Exercise Answers¶
Page Maps¶
graph LR
family["Reproducible Research"]
program["Deep Dive Snakemake"]
section["Performance Observability Incident Response"]
page["Exercise Answers"]
capstone["Capstone evidence"]
family --> program --> section --> page
page -.applies in.-> capstone
flowchart LR
orient["Orient on the page map"] --> read["Read the main claim and examples"]
read --> inspect["Inspect the related code, proof, or capstone surface"]
inspect --> verify["Run or review the verification path"]
verify --> apply["Apply the idea back to the module and capstone"]
These answers are model explanations, not the only acceptable wording.
What matters is whether the reasoning stays evidence-first and truth-preserving.

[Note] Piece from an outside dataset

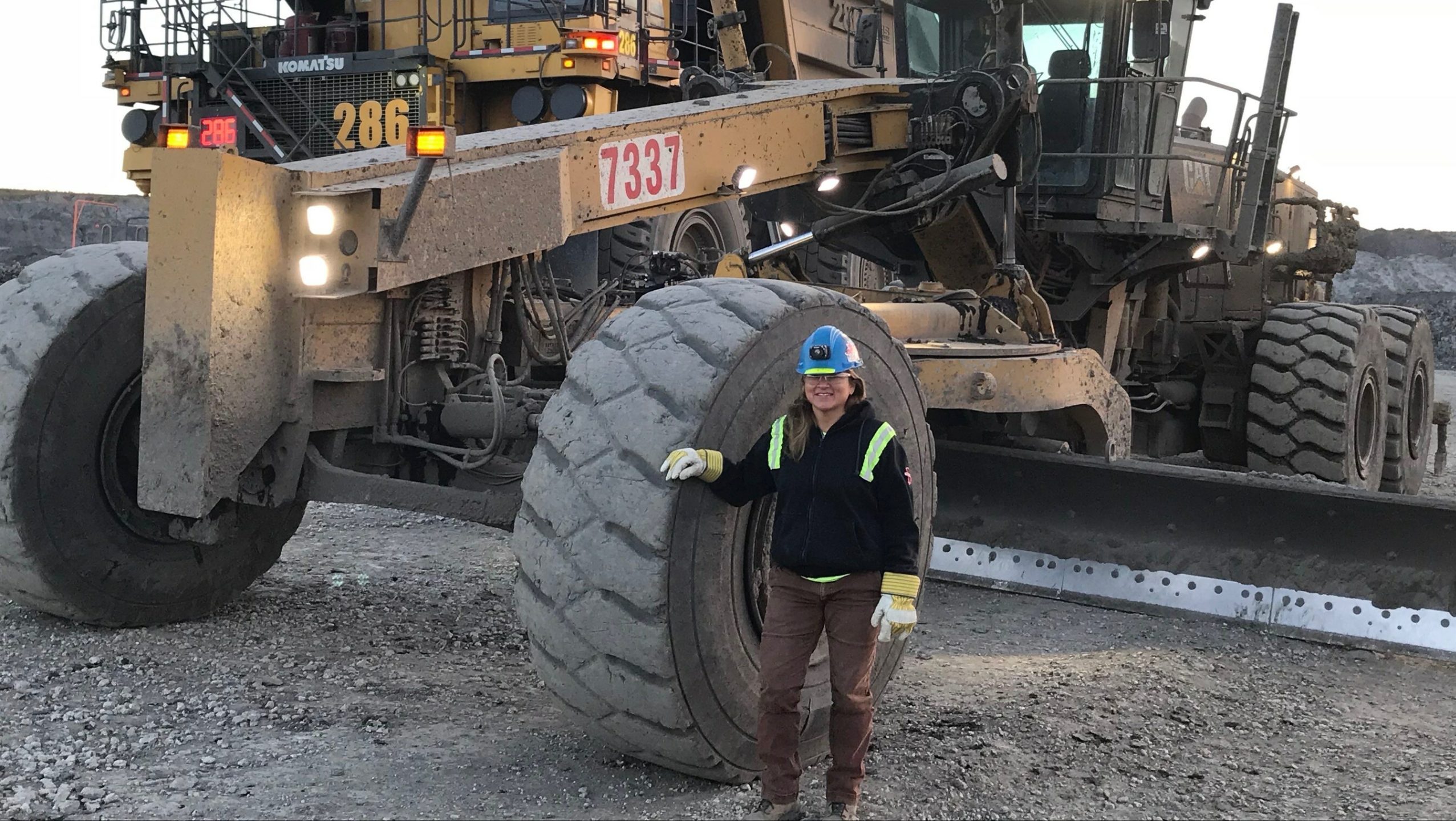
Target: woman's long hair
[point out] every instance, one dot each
(801, 417)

Answer 1: Name the dominant cost class¶
Strong diagnosis:
- the dominant lead is planning and discovery cost
Why:
- dry-run is already slower, which means the problem begins before tool execution
- benchmark files for the heavy rules are unchanged, which weakens the case for a tool runtime regression
- the discovered sample list is larger, which suggests the workflow is planning more work
What is not the strongest lead right now:
- pure tool runtime
- a benchmark-detectable slowdown in the heavy rules
What to inspect next:
- the discovery artifact or sample list
- the dry-run target set
- the recent edit that changed discovery behavior
The main lesson is to name the planning problem before touching execution settings.
Answer 2: Choose the right evidence surface¶
First artifact to inspect:
snakemake --summary
Why:
- the claim begins with a surprising rebuild of
summary.tsv, so workflow-state evidence should come before rule-runtime evidence
Second artifact if the first one does not support the claim:
- the benchmark file for the aligner rule family
Why:
- once the rebuild scope is understood, benchmark evidence can test whether the aligner itself became slower
The important distinction is that --summary tells you what changed in workflow state,
while the benchmark tells you what a specific rule cost.
Answer 3: Triage a flaky cluster-only incident¶
Why the proposed fix is not yet sufficient:
- raising retries and latency waits changes operating policy without first classifying the failure
- it may hide a deterministic storage, staging, or profile problem
Incident class to test first:
- operating context or storage behavior
Why:
- the incident appears only on one scheduler-backed profile
Evidence to consult first:
- the relevant rule logs for failing targets
- benchmark or timing evidence for the same rule family
- provenance or profile evidence such as
make -C capstone profile-audit
The main lesson is that cluster-only incidents should not be flattened into "needs more retries."
Answer 4: Review a suspicious optimization¶
Potentially valid tuning move:
- grouping several tiny QC jobs into one aggregation step
Why it may be valid:
- grouping can honestly reduce scheduler overhead if the declared outputs, failure visibility, and evidence surfaces stay reviewable
Semantic or evidence regressions:
- removing one declared input from a slow rule
- deleting benchmark files because they create clutter
Why:
- removing a declared input changes workflow meaning and rerun truth
- deleting benchmark files weakens the evidence surface needed for performance review
Proof required before approving the valid part:
- dry-run showing the same semantic target set
- benchmark evidence at the new grouped boundary
- confirmation that output and failure visibility remain usable
Answer 5: Draft a runbook entry¶
A strong minimal runbook entry could say:
- Run
snakemake -n -pormake -C capstone wf-dryrunfirst. - Check
snakemake --summaryto see whether the workflow state matches the report. - Inspect one matching rule log and one benchmark file for the suspicious rule family.
- If the issue appears context-specific, run
make -C capstone profile-audit. - Escalate when the issue points to profile drift, publish trust, or a semantic change rather than local runtime behavior.
- Prove the repair with
make -C capstone tourormake -C capstone verify-report, depending on whether execution evidence or published trust is the main question.
Why this is strong:
- it starts with the narrowest honest command
- it separates workflow-state evidence from rule-local evidence
- it includes a real escalation trigger
- it ends with a proof route rather than with vague advice
Self-check¶
If your answers consistently explain:
- which cost class is dominant
- which evidence surface fits the question
- what incident class is under review
- what semantic truth must remain unchanged
then you are using Module 09 correctly.